"If we have more information -- better information -- we can make better choices and build a better Philadelphia."
Philadelphia is more than a year from its next mayoral election, but discussions about the city's next mayor and the legacy of the current mayor are already well underway. With, with a little perspective, it is clear that Philadelphia will little note nor long remember the struggle for power that will consume our civic conversations surrounding the coming election. The decisions that will truly inform Philadelphia's future will likely receive nowhere near the scrutiny they should.
It is certain that the stakes of the 2015 election will be described as significant -- the most important election in our generation; the turning point in our city's history -- in the months ahead. Candidates and their supporters will cast the election as a mythical contest pitting good versus evil and tell us that our fate hangs in the balance.
As part of a project looking at the development of Philadelphia government over the past four centuries, I have spent a lot of time with my nose in city history books. It is evident that what we agonize over today will merit but a footnote in future retellings and that even the most powerful of today’s figures will soon be forgotten by tomorrow's citizens.

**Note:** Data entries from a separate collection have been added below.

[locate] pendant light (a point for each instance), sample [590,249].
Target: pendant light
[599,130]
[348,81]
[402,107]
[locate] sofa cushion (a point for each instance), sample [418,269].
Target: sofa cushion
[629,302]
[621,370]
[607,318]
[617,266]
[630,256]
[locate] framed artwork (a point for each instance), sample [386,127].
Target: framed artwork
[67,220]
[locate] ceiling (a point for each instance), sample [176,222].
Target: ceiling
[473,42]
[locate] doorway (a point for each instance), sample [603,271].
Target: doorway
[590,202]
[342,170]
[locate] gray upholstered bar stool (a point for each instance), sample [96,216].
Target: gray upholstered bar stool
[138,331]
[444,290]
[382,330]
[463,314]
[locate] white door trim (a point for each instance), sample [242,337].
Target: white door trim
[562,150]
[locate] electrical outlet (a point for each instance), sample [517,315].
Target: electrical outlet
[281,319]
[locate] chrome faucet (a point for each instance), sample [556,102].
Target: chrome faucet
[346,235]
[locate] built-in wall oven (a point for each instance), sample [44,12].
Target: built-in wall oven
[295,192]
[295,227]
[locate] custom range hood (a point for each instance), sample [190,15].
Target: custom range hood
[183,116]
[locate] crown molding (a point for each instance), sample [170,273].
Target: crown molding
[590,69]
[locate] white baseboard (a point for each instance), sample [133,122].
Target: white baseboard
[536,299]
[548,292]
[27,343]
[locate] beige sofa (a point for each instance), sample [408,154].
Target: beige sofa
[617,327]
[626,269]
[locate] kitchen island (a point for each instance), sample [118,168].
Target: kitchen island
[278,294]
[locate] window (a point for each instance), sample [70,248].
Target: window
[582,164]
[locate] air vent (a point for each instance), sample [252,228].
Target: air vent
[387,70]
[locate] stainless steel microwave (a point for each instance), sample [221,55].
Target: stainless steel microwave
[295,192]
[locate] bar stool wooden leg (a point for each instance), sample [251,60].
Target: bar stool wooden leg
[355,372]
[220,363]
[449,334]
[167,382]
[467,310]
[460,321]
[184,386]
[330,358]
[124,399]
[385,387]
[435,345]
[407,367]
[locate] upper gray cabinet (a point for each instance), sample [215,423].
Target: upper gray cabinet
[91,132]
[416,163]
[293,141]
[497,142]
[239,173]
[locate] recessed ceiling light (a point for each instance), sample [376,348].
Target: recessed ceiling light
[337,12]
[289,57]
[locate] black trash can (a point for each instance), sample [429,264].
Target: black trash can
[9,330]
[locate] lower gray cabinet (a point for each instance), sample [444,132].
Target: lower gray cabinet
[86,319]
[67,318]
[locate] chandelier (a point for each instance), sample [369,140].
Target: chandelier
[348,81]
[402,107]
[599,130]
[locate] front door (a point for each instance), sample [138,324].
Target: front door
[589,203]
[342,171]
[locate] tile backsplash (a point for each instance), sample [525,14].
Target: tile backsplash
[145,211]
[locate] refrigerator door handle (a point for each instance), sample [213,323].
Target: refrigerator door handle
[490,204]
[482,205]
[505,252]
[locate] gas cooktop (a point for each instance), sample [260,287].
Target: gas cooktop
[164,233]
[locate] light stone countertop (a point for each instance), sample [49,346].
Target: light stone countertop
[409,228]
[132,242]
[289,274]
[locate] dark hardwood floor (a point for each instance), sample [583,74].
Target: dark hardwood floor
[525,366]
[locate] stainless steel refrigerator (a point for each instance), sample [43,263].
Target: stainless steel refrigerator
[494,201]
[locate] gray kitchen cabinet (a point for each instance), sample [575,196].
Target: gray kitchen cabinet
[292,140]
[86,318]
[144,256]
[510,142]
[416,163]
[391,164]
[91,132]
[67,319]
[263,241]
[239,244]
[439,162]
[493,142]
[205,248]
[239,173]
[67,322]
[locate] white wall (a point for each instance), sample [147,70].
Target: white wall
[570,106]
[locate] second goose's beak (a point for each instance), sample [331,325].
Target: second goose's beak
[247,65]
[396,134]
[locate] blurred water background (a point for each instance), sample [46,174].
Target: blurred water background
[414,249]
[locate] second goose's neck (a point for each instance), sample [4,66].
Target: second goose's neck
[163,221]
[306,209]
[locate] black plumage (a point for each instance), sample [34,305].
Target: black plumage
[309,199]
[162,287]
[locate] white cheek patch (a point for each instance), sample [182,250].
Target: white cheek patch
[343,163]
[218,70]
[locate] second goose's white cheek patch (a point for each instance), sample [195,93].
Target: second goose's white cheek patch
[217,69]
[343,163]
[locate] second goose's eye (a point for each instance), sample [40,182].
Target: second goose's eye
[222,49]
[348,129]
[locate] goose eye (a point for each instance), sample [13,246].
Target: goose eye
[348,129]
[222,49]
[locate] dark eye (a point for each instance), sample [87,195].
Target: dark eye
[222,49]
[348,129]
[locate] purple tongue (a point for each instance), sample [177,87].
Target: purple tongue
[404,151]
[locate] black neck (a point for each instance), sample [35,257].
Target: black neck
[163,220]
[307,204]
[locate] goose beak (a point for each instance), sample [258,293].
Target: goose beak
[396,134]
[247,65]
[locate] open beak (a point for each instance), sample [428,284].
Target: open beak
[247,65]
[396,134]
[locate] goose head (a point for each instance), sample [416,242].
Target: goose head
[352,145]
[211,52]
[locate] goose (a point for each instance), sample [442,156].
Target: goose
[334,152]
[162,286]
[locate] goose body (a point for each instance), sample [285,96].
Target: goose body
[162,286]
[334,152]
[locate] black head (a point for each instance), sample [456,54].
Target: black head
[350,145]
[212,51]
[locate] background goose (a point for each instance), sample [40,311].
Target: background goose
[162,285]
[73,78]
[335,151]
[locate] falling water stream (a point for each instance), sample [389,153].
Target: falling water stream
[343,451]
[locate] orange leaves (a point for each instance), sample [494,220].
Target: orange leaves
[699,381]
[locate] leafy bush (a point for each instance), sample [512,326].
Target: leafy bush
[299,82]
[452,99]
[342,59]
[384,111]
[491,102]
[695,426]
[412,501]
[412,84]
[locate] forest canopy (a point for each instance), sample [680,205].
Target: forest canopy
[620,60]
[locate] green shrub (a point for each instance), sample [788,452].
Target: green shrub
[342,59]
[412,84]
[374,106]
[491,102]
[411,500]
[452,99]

Remember the popular Philadelphia politician who helped save city from brink of bankruptcy while bringing to public office a can-do spirit that propelled him to the Governor's office and had supporters clamoring to bring him back as Mayor when he returned from his years in Harrisburg? Surely you recall Robert E. Pattison. The good Governor's name graces a city street, but few Philadelphians know why.
What about the first mayor of his ethnicity, who came to power with great promise but proved to be an ineffective politician and had his administration set back by the repercussions from a tragic explosion and fire that leveled a city block? Certainly you remember Morton McMichael? Mayor McMichael merited a school in his name but his marks on our civic history are faded.
How about the mayor who overcame a notable investigation into corruption in his administration to focus his operations on safe streets and finalize a stadium deal in south Philly? Mayor W. Freeland Kendrick has a recreation center named for him but no other hold on our collective memory.
Power ebbs and flows quickly with the pace of civic history and power struggles are quickly forgotten. What endures? Plans and physical development inform the future while taxes turn out to not only be as certain as death, but as enduring as well. Debates surrounding such matters do not generate nearly as much attention as do the passion plays to occupy the mayor's office.
The expanse of Fairmount Park defines neighborhoods across Philadelphia a century and a half after it was established and the Market-Frankford El continues to inform development and commerce after a century (even if you still can't get to Heaven on it). The Wage Tax was implemented as a "temporary" tax – in 1939, but seems likely to be guiding location decisions by firms and families in 2039 and beyond. The recent "temporary" increases to the Real Estate Tax and Sales Tax are similarly here to stay and will drive economic decision into the future.
Of course, those impacts should make some intuitive sense. The built environment has a permanence that legislative decisions lack. A tax has broad and sweeping reach while a deal to lure a new employer has next to no impact on the city's larger economy.
So as Mayor Nutter considers his legacy, he should consider that he will be remembered (or forgotten) much more for how his mayoralty affects Philadelphia's physical environment and that even the most well-considered policy shift will not have the impact of a tax change. For all his words or deeds, Mayor Nutter's most lasting (and memorable) actions might include the creation of the Race Street Pier and the initiative to base real estate taxation on the actual value of city properties. Maybe the next generation will decide that's worth putting his name on a plaza.
Collectively, Philadelphia will invest a good deal of money, time, and faith in selecting a new Mayor in 2015 but the campaign will be settled over relatively minor differences about power, policy, and political influence. There will be sound and fury, but history demonstrates that next to nothing from the contest will be significant over time.
In Julius Caesar, Shakespeare noted that "the evil that men do lives after them; the good is oft interred with their bones." So it is with Philadelphia mayors. The names Nutter, Street, and Rendell will soon be as little recognized as Lamberton, Connell, and Wilson.
One Philadelphia favorite son who’s good has been remembered long after his penny-littered internment counseled, "If you would not be forgotten as soon as you are dead and rotten, either write things worthy reading, or do things worth the writing."
Mayors -- and mayoral wanna-bes -- let's hear how you will make lasting change. Show us what you will build or develop. Tell us how you will change the taxes we all confront. Make plans that will stir our blood. Or, quite literally, you'll be history.